Published on : Thursday, May 31, 2018
While the other signatories to the JCPOA have been unanimous in voicing support for keeping the landmark deal alive, this has failed to reassure Iranian businesses.
Saeed Azam-Vaghefi, a product and promotion manager at Iran Doostan Tours Co said that they cannot definitively decide on what they are going to do tomorrow.
They are in a business enterprise and a subordinate of the country’s political conditions. They are not sure of the future of my business, and they have predicted no particularly clear scenarios.

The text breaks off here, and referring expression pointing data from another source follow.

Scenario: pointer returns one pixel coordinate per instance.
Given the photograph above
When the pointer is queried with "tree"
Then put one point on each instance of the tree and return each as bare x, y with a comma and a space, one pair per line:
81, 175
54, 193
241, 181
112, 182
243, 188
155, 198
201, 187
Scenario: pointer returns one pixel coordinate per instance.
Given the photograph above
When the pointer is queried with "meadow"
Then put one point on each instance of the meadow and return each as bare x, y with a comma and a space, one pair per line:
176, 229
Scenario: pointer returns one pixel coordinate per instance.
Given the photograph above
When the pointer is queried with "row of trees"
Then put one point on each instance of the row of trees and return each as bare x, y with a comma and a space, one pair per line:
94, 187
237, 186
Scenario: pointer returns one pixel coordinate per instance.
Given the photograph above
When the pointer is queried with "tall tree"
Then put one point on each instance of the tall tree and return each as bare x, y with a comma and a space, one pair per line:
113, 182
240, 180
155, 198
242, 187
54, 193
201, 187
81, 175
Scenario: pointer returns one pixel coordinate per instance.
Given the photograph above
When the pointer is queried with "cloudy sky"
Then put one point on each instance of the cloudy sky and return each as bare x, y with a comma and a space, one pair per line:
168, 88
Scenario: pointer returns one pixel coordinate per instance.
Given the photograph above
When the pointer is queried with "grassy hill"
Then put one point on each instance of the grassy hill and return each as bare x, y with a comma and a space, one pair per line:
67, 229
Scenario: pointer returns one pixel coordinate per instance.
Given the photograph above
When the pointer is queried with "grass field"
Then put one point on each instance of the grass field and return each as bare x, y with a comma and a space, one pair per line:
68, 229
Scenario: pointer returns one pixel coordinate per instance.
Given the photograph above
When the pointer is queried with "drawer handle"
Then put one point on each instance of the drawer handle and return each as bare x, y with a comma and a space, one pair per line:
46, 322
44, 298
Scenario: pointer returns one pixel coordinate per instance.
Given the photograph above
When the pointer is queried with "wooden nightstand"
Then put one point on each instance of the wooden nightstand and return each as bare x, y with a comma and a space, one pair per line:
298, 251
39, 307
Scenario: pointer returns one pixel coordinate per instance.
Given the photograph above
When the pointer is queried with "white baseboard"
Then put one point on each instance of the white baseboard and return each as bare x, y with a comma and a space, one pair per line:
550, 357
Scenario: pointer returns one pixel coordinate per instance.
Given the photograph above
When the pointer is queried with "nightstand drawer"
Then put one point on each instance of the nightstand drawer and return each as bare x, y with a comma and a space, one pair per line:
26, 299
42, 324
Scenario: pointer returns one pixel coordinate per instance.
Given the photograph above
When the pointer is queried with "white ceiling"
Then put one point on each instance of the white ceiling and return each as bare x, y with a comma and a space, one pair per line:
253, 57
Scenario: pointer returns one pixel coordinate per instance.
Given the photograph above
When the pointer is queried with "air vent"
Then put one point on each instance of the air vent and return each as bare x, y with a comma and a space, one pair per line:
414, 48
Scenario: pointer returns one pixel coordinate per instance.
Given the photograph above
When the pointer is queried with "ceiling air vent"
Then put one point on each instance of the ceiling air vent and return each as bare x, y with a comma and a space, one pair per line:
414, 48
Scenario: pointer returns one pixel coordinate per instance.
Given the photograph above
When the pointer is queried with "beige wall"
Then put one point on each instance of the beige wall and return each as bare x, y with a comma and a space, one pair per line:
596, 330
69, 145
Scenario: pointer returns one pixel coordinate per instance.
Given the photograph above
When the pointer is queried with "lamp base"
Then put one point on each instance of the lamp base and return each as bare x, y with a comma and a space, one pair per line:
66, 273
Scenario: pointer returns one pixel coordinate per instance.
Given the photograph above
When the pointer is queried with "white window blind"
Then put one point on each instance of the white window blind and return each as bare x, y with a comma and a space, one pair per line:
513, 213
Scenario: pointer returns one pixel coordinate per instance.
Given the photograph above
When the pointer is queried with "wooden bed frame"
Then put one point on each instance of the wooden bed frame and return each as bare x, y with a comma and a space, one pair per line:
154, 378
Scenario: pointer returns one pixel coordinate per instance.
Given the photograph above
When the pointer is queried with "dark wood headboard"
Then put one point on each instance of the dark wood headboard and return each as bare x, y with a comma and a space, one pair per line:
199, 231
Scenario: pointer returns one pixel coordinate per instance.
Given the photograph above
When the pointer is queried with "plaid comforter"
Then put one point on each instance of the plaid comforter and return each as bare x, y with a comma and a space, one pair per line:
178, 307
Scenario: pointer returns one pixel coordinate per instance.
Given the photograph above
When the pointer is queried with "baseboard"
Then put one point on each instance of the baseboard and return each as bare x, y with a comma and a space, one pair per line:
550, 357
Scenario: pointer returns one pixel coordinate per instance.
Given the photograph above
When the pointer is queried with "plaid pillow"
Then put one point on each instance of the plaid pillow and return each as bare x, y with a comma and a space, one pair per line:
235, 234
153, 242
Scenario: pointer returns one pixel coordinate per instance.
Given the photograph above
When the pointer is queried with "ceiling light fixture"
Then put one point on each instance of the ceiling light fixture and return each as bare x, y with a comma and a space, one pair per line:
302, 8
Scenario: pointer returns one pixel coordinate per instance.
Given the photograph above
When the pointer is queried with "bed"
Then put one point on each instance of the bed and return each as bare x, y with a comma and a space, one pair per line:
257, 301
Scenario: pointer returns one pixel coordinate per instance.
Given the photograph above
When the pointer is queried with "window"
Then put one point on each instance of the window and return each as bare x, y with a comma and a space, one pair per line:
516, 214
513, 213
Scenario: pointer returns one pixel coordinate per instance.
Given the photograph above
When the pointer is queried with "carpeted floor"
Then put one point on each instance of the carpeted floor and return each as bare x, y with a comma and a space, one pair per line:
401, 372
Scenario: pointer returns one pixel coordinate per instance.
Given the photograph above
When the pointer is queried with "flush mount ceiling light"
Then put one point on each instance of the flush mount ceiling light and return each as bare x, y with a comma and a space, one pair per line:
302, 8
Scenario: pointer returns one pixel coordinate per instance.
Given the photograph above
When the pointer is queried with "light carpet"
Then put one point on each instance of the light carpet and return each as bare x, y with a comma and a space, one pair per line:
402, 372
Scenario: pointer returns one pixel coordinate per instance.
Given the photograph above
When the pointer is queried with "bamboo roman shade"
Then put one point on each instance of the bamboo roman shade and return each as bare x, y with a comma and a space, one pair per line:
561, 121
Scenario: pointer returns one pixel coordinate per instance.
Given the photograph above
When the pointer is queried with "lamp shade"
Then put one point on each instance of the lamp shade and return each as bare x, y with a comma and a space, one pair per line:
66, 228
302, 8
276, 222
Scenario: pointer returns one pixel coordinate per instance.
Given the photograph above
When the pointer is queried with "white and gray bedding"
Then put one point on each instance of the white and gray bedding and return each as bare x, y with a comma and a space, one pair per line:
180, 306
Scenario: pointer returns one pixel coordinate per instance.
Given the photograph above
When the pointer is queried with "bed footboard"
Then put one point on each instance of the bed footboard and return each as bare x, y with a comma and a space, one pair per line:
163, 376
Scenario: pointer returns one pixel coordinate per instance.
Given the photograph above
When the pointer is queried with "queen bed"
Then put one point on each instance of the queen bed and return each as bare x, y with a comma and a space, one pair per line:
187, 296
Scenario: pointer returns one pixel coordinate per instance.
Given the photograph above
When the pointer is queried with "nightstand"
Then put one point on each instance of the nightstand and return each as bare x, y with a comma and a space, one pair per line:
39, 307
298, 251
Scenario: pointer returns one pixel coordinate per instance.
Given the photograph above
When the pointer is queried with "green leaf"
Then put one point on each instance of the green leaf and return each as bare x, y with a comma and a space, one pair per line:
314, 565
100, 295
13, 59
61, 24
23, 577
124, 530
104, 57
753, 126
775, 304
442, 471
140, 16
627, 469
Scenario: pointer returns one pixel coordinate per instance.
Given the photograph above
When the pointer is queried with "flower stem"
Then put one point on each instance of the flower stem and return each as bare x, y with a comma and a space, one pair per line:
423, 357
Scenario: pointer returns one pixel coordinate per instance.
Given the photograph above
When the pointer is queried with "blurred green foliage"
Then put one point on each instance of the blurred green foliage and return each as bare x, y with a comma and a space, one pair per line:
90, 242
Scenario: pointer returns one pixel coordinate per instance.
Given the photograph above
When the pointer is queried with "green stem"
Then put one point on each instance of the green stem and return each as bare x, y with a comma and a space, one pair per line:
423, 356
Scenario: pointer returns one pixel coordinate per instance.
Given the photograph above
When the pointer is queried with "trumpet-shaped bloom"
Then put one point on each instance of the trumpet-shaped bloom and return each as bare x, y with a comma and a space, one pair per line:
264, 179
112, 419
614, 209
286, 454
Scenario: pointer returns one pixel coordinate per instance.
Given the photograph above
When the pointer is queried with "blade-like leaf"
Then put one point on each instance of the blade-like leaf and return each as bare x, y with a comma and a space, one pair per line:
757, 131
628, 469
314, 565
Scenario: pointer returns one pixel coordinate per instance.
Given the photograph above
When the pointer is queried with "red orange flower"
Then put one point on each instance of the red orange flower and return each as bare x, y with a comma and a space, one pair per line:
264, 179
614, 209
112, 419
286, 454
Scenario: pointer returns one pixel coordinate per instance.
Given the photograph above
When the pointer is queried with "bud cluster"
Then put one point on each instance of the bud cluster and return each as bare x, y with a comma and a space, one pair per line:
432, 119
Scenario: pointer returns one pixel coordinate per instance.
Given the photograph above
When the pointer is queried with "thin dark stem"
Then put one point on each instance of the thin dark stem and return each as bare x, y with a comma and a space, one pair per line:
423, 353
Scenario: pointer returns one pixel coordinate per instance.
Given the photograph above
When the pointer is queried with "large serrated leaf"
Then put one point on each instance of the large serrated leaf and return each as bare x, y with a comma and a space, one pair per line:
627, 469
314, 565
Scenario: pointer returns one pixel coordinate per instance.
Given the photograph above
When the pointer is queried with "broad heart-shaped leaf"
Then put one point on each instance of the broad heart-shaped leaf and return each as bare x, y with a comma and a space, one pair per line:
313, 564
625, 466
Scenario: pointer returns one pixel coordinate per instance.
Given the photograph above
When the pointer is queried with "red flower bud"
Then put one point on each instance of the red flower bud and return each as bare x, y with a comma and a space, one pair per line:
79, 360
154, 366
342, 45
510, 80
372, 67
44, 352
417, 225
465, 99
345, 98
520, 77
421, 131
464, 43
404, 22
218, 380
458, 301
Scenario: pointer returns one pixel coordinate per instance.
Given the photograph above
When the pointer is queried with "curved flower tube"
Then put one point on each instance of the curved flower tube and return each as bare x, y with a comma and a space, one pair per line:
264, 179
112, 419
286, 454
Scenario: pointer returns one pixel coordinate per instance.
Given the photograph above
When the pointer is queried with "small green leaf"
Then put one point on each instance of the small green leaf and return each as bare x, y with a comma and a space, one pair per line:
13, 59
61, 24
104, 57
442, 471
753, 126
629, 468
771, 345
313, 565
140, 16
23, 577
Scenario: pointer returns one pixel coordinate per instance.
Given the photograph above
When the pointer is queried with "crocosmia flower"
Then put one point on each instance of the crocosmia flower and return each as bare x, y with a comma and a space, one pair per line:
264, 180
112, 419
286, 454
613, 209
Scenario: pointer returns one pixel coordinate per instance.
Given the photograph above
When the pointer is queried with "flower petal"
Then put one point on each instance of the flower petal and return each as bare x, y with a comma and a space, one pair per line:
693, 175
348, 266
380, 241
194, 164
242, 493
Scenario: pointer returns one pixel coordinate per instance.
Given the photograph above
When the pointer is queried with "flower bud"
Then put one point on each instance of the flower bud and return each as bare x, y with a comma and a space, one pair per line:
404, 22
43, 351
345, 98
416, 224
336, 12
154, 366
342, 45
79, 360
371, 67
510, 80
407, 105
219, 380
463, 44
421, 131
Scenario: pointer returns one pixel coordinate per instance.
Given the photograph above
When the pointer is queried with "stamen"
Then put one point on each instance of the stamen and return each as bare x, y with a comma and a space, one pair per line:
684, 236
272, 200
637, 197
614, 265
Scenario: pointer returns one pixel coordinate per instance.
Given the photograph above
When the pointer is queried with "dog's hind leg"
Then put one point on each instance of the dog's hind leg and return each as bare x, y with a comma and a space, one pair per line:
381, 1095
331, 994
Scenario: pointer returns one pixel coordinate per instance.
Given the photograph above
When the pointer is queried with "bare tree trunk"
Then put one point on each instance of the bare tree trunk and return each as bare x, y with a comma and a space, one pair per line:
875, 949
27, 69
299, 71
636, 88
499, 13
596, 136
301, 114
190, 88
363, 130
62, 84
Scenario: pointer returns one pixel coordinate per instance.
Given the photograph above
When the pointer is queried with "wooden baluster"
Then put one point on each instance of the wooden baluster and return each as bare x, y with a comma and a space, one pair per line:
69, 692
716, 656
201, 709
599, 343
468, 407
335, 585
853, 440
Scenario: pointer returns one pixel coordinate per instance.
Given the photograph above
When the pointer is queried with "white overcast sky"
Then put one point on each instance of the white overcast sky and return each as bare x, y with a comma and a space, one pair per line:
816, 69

Younger Iranians who work in the tourism sector also share these concerns, perhaps even more emphatically as they find themselves working in a highly unstable environment with fewer experiences to draw on. Nasrin Tahernejad, a millennial tour leader, said the prospect of US sanctions will in general have a negative impact on Iran’s image abroad. Tahernejad said her own tour leader friends and peers who have become friends with foreign tourists over time are increasingly being asked questions about how safe Iran is to visit, noting that even returning tourists are expressing grave concerns.
However, not everyone is short on optimism. Hamid Athari, who’s been working as an inbound tour guide since the July 2015 signing of the nuclear deal, doesn’t view impending US sanctions as the biggest threat to Iran’s tourism sector.
Since the Central Bank of Iran (CBI) on April 11 capped the amount of foreign currency that travelers are allowed to purchase at the new unified exchange rate — 1,000 euros once a year and 500 euros once a year for distant and neighboring countries, respectively — many have had to rethink their usual holiday travels. Foreign currency beyond these amounts is available at a much higher rate on the black market, though such purchases are technically against the law.
Against this backdrop, the CBI has reportedly reached an agreement with the tourism organization — which is finally set to turn into a tourism ministry as the general outlines of its transformation bill have been approved by parliament — to extend foreign currency to the tourism sector at the official rate.
On the other hand, for foreign visitors, the weakened rail means cheaper travels to a country that was already ranked first in the world in a 2017 World Economic Forum (WEF) report in terms of price competitiveness. Thus, should the government manage to succeed in terms of managing the new exchange rate regime, Iran’s tourism balance might stand to benefit.